Danke für den Tipp :thumbup:

Ich schaue mir das Morgen nochmal genau an und entscheide mich dann. Da ich kein Internet Besteller bin muss ich immer darauf hoffen das mein "Händler des Vertrauens" an die Teile kommt. Da gab's bisher aber nie Probleme bzw. gravierende Preisunterschiede.

Danke schonmal


----------



## Alisis1990 (30. November 2014)

So, am Freitag hab ich die Teile bestellt.

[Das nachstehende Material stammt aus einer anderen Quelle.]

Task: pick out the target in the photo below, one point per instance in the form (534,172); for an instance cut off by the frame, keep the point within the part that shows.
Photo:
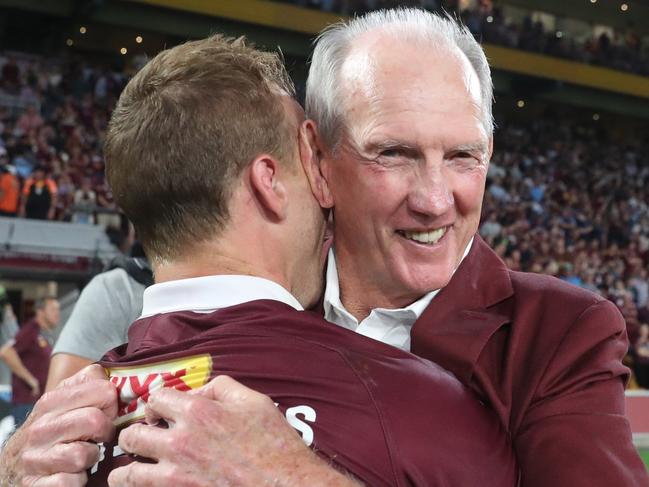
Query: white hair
(324,101)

Sapphire r9 280 Dual - X und das bequiet System Power 7 mit 500w was du mit empfohlen hast.. 
Das ich die Dual - X genommen habe liegt daran das mir mein Händler des Vertrauens ein Angebot für 200€ (beides zusammen) gemacht hat... 

Zu einem örtlichen Händler als Stammkunde gehen kann auch Vorteile haben  

Vielen lieben Dank für die Tipps! Sage Bescheid wie alles funktioniert wenn ich die Teile da habe.


----------



## Herbboy (30. November 2014)

Das ist ein echt guter Preis ^^


----------



## Alisis1990 (30. November 2014)

Ja habe ich mir auch gedacht... da reicht dann auch eine r9 280 ohne X.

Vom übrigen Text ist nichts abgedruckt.